Just to the north of Papun District, there has also been a steady increase in troop numbers in eastern Toungoo District. These troops have just completed construction of a military access road into the Bu Sah Kee area, which was formerly very difficult to access, and they have been increasingly clamping down on the civilian population there. At the same time, SPDC troops are pushing a military supply road straight across the affected areas of Shwegyin Township and Papun District, from Kyauk Kyi in Pegu Division (in the Sittang River valley of central Burma) directly eastward to Saw Hta on the Salween River, which forms the border with Thailand. This road is expected to be used as a springboard for an offensive to secure the Salween River and the entire region, to block off KNLA supply lines and the escape routes of refugees and to allow the establishment of new military camps and further sweeps through the area to wipe out the Karen civilian population. The troops have burned and destroyed all villages along the route and have been constructing the road with bulldozers under heavy military guard. The troops cannot capture enough villagers in the area to use them for forced labour on this road, but the fact that they are using bulldozers instead of bringing in forced labour from elsewhere makes it apparent that they are in a hurry to complete it. It was heavily damaged in rainy season, but is expected to be completed by mid-1998.

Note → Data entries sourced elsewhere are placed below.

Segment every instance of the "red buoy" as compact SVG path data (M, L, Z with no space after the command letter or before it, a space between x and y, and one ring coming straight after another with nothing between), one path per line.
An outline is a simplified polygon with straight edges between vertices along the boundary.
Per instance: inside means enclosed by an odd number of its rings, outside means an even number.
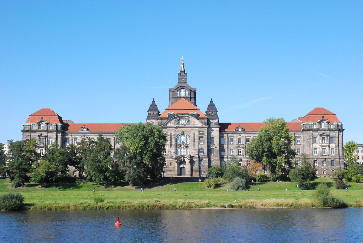
M118 218L117 218L117 221L116 222L116 223L115 223L115 225L119 226L121 224L122 224L121 223L121 222L120 222L120 217L119 217Z

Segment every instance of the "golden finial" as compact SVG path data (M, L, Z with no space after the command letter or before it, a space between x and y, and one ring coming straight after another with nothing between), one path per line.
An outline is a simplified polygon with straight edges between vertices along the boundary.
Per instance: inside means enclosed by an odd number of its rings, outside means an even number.
M182 71L184 70L184 58L183 58L183 56L182 57L182 59L180 59L180 61L182 61L181 64L182 65L182 67L180 68L180 70Z

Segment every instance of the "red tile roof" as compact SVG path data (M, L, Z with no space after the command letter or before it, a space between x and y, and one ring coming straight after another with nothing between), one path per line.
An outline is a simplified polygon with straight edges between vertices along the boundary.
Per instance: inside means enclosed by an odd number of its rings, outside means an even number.
M301 125L299 122L286 122L290 131L301 130ZM221 131L234 131L241 126L246 131L258 131L262 127L266 126L263 122L220 122Z
M204 114L195 105L190 103L185 99L182 98L175 103L166 108L165 111L161 113L159 117L167 117L168 112L174 112L178 114L180 113L186 113L190 114L191 112L197 112L200 117L206 117Z
M120 127L129 124L138 123L69 123L64 124L64 130L69 131L77 131L84 126L90 131L117 131ZM146 124L143 123L143 124Z

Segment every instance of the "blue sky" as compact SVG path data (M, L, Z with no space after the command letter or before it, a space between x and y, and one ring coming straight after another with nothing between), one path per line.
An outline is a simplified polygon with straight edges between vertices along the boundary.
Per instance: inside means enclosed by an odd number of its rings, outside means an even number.
M221 122L336 113L363 143L363 2L0 1L0 142L50 108L76 123L145 122L185 59Z

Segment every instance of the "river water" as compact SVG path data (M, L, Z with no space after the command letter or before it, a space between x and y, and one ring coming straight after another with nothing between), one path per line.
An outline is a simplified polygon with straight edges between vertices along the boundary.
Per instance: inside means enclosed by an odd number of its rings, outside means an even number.
M358 242L362 219L362 208L0 212L0 242Z

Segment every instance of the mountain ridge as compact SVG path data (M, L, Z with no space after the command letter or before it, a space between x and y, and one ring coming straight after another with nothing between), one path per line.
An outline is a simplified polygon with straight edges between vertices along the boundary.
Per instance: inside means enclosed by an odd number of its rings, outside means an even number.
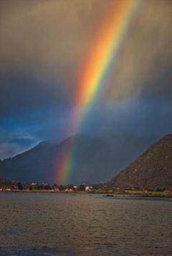
M110 182L120 188L172 186L172 134L153 143Z
M75 169L70 183L76 185L103 183L127 166L154 140L152 137L129 135L92 138L77 134L56 145L42 142L14 157L2 160L0 177L27 183L59 183L53 177L59 155L63 154L66 157L71 146L75 145Z

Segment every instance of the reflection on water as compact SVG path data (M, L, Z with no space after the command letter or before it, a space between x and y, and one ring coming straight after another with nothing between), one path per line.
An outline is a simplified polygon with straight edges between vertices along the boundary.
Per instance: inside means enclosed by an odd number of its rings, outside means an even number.
M1 255L172 255L171 199L1 193L0 204Z

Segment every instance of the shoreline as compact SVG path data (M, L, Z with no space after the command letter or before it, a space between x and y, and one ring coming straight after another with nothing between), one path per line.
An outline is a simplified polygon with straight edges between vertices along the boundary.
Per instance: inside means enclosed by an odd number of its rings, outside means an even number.
M172 193L150 193L149 191L125 191L121 193L112 193L108 191L55 191L52 190L1 190L0 193L69 193L69 194L80 194L80 193L92 193L102 194L107 197L115 197L118 196L129 196L134 197L149 197L149 198L172 198Z

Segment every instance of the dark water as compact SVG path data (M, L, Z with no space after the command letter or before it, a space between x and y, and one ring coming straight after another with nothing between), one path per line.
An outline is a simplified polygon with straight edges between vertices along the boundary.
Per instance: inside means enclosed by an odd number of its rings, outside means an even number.
M172 255L172 201L0 193L0 255Z

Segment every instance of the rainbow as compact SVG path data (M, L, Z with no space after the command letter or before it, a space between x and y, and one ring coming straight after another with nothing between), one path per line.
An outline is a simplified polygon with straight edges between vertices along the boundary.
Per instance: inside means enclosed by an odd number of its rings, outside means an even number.
M72 120L72 133L80 132L98 91L105 85L104 81L112 62L117 60L122 43L128 31L140 0L117 0L100 29L88 47L87 59L80 73L75 93L75 106L80 109L77 118ZM76 142L71 140L67 147L67 154L61 153L58 157L55 170L55 180L59 184L68 184L71 180L75 169L75 152Z

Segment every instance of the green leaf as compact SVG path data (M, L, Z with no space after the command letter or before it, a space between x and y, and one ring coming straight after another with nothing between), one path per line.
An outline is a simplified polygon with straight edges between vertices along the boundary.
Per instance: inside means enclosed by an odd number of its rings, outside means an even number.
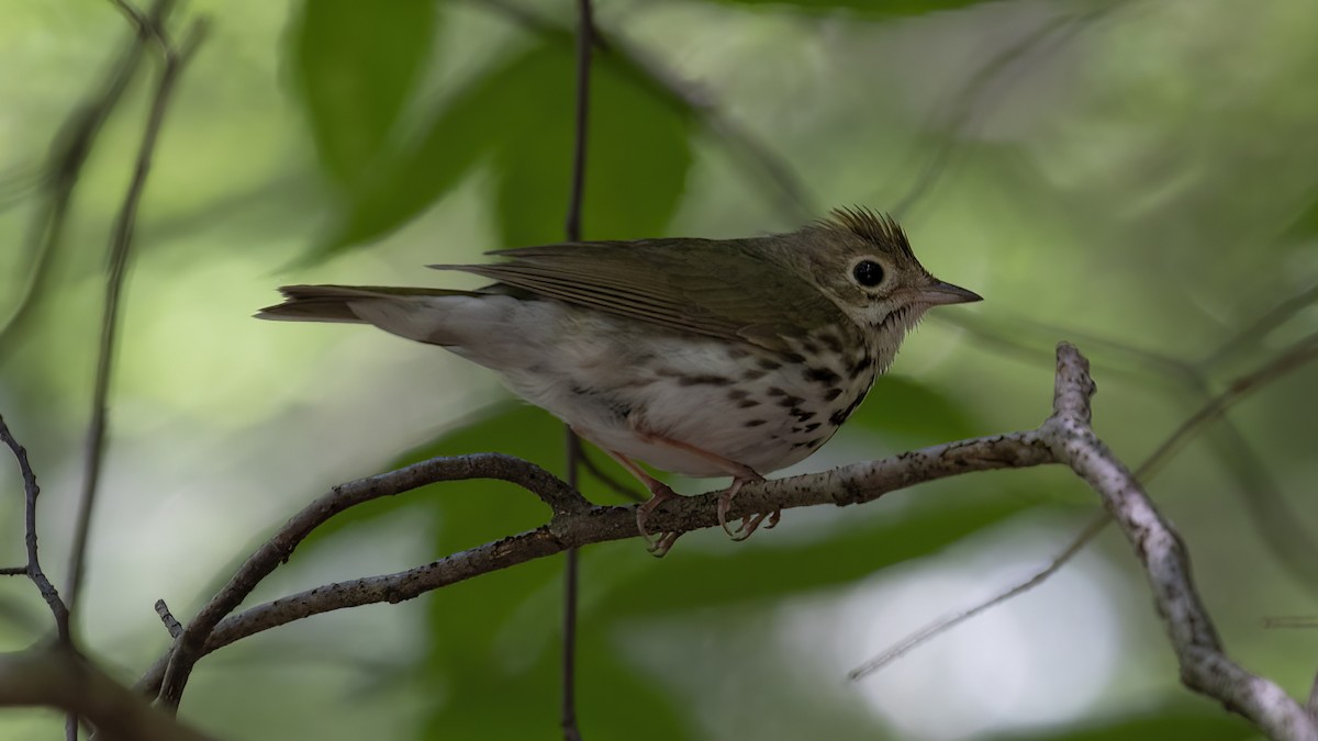
M403 111L435 33L434 0L307 0L293 73L320 163L353 189Z
M720 0L729 5L783 7L807 13L853 11L857 15L879 18L923 16L942 11L957 11L995 0Z
M1085 728L1028 734L1014 732L1010 736L1015 741L1127 741L1130 738L1246 741L1259 737L1257 729L1239 716L1218 707L1190 704L1184 700L1173 700L1133 717L1104 719L1104 723Z
M310 258L399 228L489 153L496 154L503 241L561 240L573 150L569 49L546 41L456 94L424 136L391 157L353 196L344 220ZM691 165L689 115L617 55L597 54L593 69L587 233L656 236L676 208Z
M880 376L847 425L913 446L983 434L956 400L902 376Z
M1035 505L1019 496L994 494L977 488L965 496L953 492L928 493L940 501L905 508L895 517L871 517L863 526L840 530L826 538L772 547L733 546L714 552L683 548L679 541L659 566L645 574L617 580L601 596L598 613L592 620L656 614L712 605L778 599L795 592L846 584L887 566L927 556L992 527ZM870 512L884 502L866 505ZM803 513L784 512L789 518ZM870 513L855 512L857 517ZM757 533L755 538L771 539L776 533ZM596 548L633 548L635 554L614 551L608 563L616 568L635 568L645 558L635 542L608 543ZM602 554L587 551L592 571Z
M575 59L544 44L510 67L497 116L509 124L498 156L498 215L509 245L561 241L571 194ZM639 83L613 54L590 76L583 224L588 239L659 236L691 166L691 117Z

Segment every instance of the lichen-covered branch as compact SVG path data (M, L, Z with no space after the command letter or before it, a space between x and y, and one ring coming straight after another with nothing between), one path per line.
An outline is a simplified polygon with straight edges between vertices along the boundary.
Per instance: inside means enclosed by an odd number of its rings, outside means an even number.
M1184 545L1131 471L1094 434L1090 423L1094 392L1089 363L1064 343L1057 348L1053 414L1037 430L960 440L822 473L747 484L738 493L730 516L863 504L915 484L974 471L1066 465L1102 497L1133 546L1148 574L1185 684L1246 716L1273 738L1318 741L1318 725L1300 703L1227 658L1195 592ZM548 522L426 566L327 584L231 614L266 574L287 559L298 542L333 514L428 483L481 477L513 481L536 494L550 508ZM718 521L717 506L717 492L680 497L658 506L650 522L656 531L713 527ZM175 647L142 676L138 688L157 692L166 704L177 705L191 667L200 657L254 633L335 609L409 600L567 548L635 537L634 506L590 505L539 467L502 455L434 459L344 484L312 502L253 554L179 636Z

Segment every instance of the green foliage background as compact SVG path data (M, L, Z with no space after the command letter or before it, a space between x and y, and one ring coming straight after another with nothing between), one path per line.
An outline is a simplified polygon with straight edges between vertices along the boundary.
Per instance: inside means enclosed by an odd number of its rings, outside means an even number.
M420 266L561 239L572 5L183 9L208 15L212 34L179 86L141 214L79 616L116 675L132 680L166 647L156 599L191 614L333 483L486 450L561 471L560 426L484 370L380 332L249 315L283 282L468 285ZM36 260L22 245L51 136L129 29L104 0L11 0L0 18L7 312ZM594 57L588 237L730 237L830 206L900 208L924 264L986 297L909 339L801 471L1037 425L1060 339L1094 360L1098 430L1133 464L1207 393L1318 324L1313 3L601 0L597 20L609 50ZM42 477L42 545L59 578L108 225L149 91L138 79L109 120L50 280L0 341L0 413ZM1288 301L1285 323L1251 330ZM1260 621L1315 612L1315 382L1305 368L1269 385L1151 487L1231 654L1301 697L1318 637ZM11 468L0 560L17 563ZM1046 563L1095 510L1061 472L1003 472L791 512L742 545L688 535L663 562L638 542L589 548L583 730L1252 737L1177 684L1114 535L1029 596L844 682L907 632ZM407 568L543 518L503 484L374 502L299 548L257 599ZM200 663L183 713L241 738L558 737L560 572L535 562L257 636ZM0 585L4 650L49 630L33 592ZM7 712L0 737L53 737L59 724Z

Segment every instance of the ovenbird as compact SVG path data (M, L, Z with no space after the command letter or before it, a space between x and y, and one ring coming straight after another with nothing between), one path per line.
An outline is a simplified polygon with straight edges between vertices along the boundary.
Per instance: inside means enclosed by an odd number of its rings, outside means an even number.
M731 476L718 506L728 530L737 489L828 442L929 307L979 301L931 276L896 222L863 208L750 239L493 254L506 260L432 265L496 281L485 289L285 286L258 316L374 324L497 370L650 489L637 508L647 541L647 514L676 494L637 461Z

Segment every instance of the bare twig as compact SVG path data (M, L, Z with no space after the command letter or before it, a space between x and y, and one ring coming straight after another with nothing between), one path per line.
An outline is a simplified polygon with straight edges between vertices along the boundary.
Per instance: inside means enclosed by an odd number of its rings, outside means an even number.
M1242 386L1236 393L1247 390L1248 386ZM1152 508L1135 475L1103 447L1089 427L1093 392L1087 361L1073 347L1062 344L1058 347L1053 415L1037 430L946 443L824 473L747 484L733 502L730 516L741 518L774 509L869 502L887 492L971 471L1054 463L1069 465L1103 497L1145 566L1159 612L1182 666L1184 682L1244 715L1276 738L1318 740L1314 723L1298 703L1271 682L1246 672L1223 654L1213 622L1194 592L1184 547ZM311 527L336 512L428 481L486 476L511 480L534 492L551 506L554 514L550 522L418 568L318 587L219 620L250 592L260 578L286 558ZM652 513L654 526L664 531L712 527L718 519L718 496L720 492L710 492L666 501ZM413 599L568 548L637 535L634 508L592 506L565 483L532 464L492 454L435 459L347 484L303 510L262 546L231 587L203 609L204 622L202 616L194 620L175 643L173 654L158 661L138 686L148 691L162 688L162 696L171 696L163 690L169 684L173 687L170 692L177 696L182 691L182 680L186 680L186 674L181 674L178 667L190 668L202 655L246 636L323 612ZM185 641L190 636L191 641ZM185 649L188 653L186 663L179 661Z
M174 613L169 610L165 600L156 600L156 614L161 616L161 622L165 624L165 630L169 630L170 638L178 638L183 634L183 626L174 617Z
M635 487L629 487L622 481L618 481L617 479L610 476L608 471L600 468L600 464L597 464L587 452L585 447L581 446L580 438L573 435L572 439L573 444L577 447L577 460L581 463L581 468L585 468L587 473L589 473L596 481L600 481L609 489L613 489L614 493L622 494L623 498L629 498L634 502L646 501L646 498L641 494L641 492L635 489Z
M568 40L568 34L559 25L513 3L506 3L505 0L478 0L477 4L494 9L513 22L546 38ZM696 120L706 131L724 141L728 152L742 166L742 170L751 182L772 186L772 196L776 200L774 212L780 214L786 223L808 222L820 214L821 210L815 203L815 198L809 194L809 189L807 189L795 169L746 125L726 115L718 105L710 102L708 95L701 94L695 86L680 79L652 54L623 38L618 30L610 30L605 36L598 29L594 29L592 44L601 51L619 54L638 71L643 73L642 75L634 75L634 82L642 88L654 92L660 99L677 105L683 111L695 113Z
M576 41L576 111L572 141L572 195L563 229L568 241L581 241L581 207L585 203L585 160L590 133L590 51L594 49L594 18L590 0L577 0ZM565 427L567 484L577 490L577 471L581 464L581 440L571 427ZM581 559L576 548L568 548L563 564L563 697L559 725L564 741L581 741L576 712L576 646L577 603Z
M1094 435L1089 406L1093 392L1087 361L1064 344L1058 349L1053 417L1040 432L1053 455L1098 492L1131 542L1181 665L1181 682L1249 719L1272 738L1318 740L1318 725L1304 707L1226 657L1190 578L1185 546L1153 508L1135 473Z
M28 450L14 439L9 431L9 426L5 425L4 417L0 417L0 442L13 452L13 458L18 461L18 473L22 476L24 542L28 547L26 566L5 568L4 574L9 576L26 575L28 579L32 579L32 583L37 585L37 591L41 592L41 599L46 600L50 614L55 618L55 636L59 643L71 649L72 632L69 628L69 608L59 597L59 591L46 578L45 571L41 570L41 558L37 554L37 496L41 494L41 487L37 485L37 475L32 471L32 464L28 461Z
M163 22L173 7L174 0L156 0L148 20L153 24ZM96 95L69 116L50 145L45 171L37 181L45 199L37 208L26 240L30 266L16 303L11 307L9 315L0 322L0 347L21 331L32 315L36 299L50 276L51 260L63 244L65 224L82 167L105 120L119 105L137 73L149 42L149 34L138 28L137 36L129 42L119 62L111 65L107 78L94 88L98 91ZM0 353L0 357L4 355Z
M560 481L543 468L530 463L497 454L469 455L461 458L436 458L390 473L361 479L335 487L330 493L307 505L293 517L269 541L261 545L244 562L237 574L221 588L187 625L174 642L169 661L169 680L161 686L165 665L159 666L161 676L152 684L152 692L159 690L159 700L166 707L178 707L183 684L187 682L192 665L202 655L211 633L220 620L233 612L256 585L281 563L289 560L298 543L319 525L361 502L418 489L436 481L456 481L464 479L498 479L510 481L523 489L535 492L554 513L555 518L567 514L580 514L590 508L575 489ZM398 597L406 599L406 597ZM389 597L385 597L387 601Z
M105 741L204 741L63 646L0 654L0 707L50 707L83 717Z
M169 108L174 84L204 38L204 21L198 20L190 26L181 46L169 46L165 50L165 66L161 70L156 94L152 99L150 113L148 115L146 128L142 132L142 141L137 153L137 165L133 169L128 191L124 194L124 203L120 207L113 236L111 237L109 266L105 273L105 305L101 311L100 345L96 359L96 381L92 392L91 422L87 431L86 465L83 469L82 493L78 498L72 552L69 563L67 595L70 609L76 608L79 589L86 572L87 541L96 504L96 492L100 484L101 461L104 460L105 422L109 411L109 377L113 368L115 340L119 328L119 303L124 277L128 273L133 229L137 224L137 208L146 189L146 177L152 169L152 156L156 152L156 142L165 123L165 111ZM154 37L159 40L165 38L163 33L158 29Z

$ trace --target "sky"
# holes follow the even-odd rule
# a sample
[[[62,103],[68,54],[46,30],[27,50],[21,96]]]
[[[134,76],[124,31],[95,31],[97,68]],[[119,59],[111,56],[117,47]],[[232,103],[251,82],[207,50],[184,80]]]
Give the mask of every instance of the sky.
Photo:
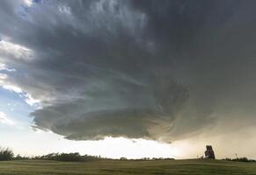
[[[0,146],[256,158],[256,1],[0,1]]]

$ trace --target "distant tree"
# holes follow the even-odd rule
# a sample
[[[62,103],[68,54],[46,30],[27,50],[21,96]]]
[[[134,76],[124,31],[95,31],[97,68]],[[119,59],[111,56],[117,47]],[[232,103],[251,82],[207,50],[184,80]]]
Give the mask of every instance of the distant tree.
[[[12,160],[14,154],[9,148],[0,149],[0,161]]]

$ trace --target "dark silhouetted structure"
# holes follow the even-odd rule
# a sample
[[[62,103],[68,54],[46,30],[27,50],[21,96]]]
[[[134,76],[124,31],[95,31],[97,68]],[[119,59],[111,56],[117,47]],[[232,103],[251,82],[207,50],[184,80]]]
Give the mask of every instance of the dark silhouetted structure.
[[[204,151],[206,158],[216,159],[215,152],[213,151],[212,146],[207,145],[206,150]]]

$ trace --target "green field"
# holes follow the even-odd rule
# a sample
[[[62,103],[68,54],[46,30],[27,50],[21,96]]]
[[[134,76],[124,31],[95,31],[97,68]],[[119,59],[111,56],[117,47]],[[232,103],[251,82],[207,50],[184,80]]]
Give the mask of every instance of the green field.
[[[41,174],[255,174],[256,163],[221,160],[100,160],[84,163],[55,161],[0,162],[1,175]]]

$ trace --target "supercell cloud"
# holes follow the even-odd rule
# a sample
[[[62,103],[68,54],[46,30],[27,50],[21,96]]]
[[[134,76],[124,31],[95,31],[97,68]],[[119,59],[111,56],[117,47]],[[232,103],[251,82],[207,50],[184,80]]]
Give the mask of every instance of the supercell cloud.
[[[256,123],[255,1],[0,4],[0,86],[40,102],[35,128],[170,142]]]

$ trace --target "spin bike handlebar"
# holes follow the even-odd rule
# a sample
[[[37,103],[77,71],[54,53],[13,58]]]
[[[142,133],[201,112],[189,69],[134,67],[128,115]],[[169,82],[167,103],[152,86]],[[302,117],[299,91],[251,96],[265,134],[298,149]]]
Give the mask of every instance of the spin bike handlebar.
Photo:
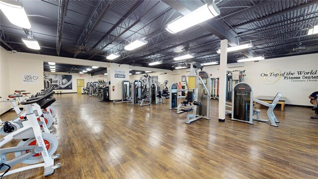
[[[47,93],[42,96],[36,97],[32,98],[29,98],[21,101],[20,103],[22,105],[30,104],[32,103],[37,103],[47,98],[50,97],[50,96],[54,93],[54,91],[51,91]]]

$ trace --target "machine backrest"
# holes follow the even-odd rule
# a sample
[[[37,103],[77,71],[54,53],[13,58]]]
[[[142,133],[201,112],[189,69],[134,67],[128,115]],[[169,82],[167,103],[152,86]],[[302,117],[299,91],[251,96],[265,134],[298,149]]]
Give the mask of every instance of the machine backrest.
[[[280,92],[277,92],[276,95],[275,96],[275,97],[274,97],[274,99],[273,99],[273,101],[272,102],[272,104],[273,104],[273,108],[275,108],[275,106],[276,106],[276,104],[277,104],[277,102],[279,101],[279,99],[281,97],[282,97],[282,93]]]
[[[193,92],[188,91],[188,94],[184,99],[187,100],[188,102],[192,102],[193,101]]]

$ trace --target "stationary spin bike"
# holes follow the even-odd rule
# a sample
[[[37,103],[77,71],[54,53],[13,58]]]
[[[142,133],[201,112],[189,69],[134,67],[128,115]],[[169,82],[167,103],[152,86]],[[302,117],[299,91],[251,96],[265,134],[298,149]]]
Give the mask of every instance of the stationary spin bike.
[[[51,91],[21,102],[26,113],[26,118],[22,120],[23,127],[0,140],[0,172],[2,173],[0,174],[0,178],[39,167],[44,167],[44,175],[49,176],[55,169],[61,167],[61,164],[54,165],[54,159],[60,156],[60,154],[53,155],[58,148],[58,139],[52,134],[42,132],[32,106],[32,104],[37,103],[42,109],[46,108],[55,101],[54,98],[51,97],[53,93]],[[2,147],[13,139],[23,140],[16,147]],[[7,160],[7,154],[12,153],[14,154],[15,158]],[[39,163],[41,162],[43,162]],[[19,163],[33,165],[10,170],[14,165]]]

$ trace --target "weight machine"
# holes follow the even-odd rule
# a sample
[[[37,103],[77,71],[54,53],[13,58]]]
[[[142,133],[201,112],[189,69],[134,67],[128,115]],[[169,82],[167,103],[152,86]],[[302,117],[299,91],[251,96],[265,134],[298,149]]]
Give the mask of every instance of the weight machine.
[[[182,111],[186,112],[186,122],[190,124],[191,122],[202,118],[210,120],[210,97],[211,91],[211,79],[209,74],[203,71],[203,68],[198,63],[190,64],[190,72],[185,76],[185,84],[188,90],[187,96],[182,102],[184,107]],[[198,73],[199,69],[201,71]],[[195,78],[195,88],[191,90],[187,79]],[[192,103],[193,103],[193,105]],[[188,105],[190,104],[190,105]],[[192,114],[190,113],[193,110]]]
[[[123,80],[122,85],[122,99],[113,101],[114,104],[116,103],[132,102],[132,96],[130,95],[130,82],[128,80]]]

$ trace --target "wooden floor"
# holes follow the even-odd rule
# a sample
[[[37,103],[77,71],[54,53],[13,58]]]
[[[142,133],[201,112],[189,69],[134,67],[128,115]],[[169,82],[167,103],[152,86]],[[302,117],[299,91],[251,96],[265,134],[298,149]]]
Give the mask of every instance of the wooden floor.
[[[168,100],[140,107],[84,94],[55,97],[62,166],[47,178],[39,169],[5,179],[318,178],[318,120],[310,108],[278,106],[278,127],[222,123],[211,100],[211,120],[187,124]]]

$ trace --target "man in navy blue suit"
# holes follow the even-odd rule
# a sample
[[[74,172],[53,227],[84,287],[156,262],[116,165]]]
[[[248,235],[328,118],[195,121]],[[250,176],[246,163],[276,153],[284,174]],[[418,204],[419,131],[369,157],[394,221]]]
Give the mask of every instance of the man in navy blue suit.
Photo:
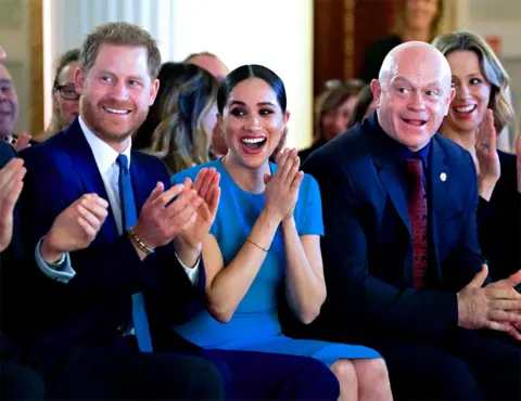
[[[435,133],[450,81],[430,44],[395,48],[371,82],[377,112],[304,164],[325,205],[314,331],[378,349],[396,398],[519,399],[521,271],[487,281],[474,164]]]
[[[160,159],[131,150],[157,93],[160,52],[143,29],[111,23],[87,36],[80,64],[79,118],[22,154],[22,235],[45,263],[27,272],[24,296],[35,301],[16,333],[49,398],[219,399],[224,378],[240,399],[336,399],[334,376],[312,359],[166,352],[196,348],[169,325],[202,305],[205,275],[202,261],[179,262],[173,241],[203,199],[189,181],[169,187]],[[109,217],[88,248],[66,254],[75,244],[46,232],[86,193],[109,200]]]

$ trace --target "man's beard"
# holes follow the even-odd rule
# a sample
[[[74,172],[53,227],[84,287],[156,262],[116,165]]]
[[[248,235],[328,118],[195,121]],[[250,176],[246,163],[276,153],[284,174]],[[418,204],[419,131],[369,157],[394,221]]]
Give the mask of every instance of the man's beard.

This report consists of a detailed breakdown of the campaign to wipe out the villages, supported by excerpts from KHRG interviews with villagers in the area and newly arrived refugees in Thailand which were conducted in June and December 1997. This is followed by an Annex of the full text of many of those interviews. Photographs of some of the affected areas have already been released in KHRG Photo Set #97-B of 22/9/97. The information for this report was gathered by KHRG through over 60 interviews with villagers in hiding and refugees, visits to approximately 30 of the destroyed villages and many hiding-places of villagers. Information was also provided by several independent human rights monitors working in the area, and KHRG would like to thank especially Saw D. M. and Saw N. N. for the information they provided. KNU field reports radioed in by frontline units were occasionally used to fill in gaps in the information. In the report we have tried to keep our descriptive analysis minimal; most of the story is told by the words of the villagers.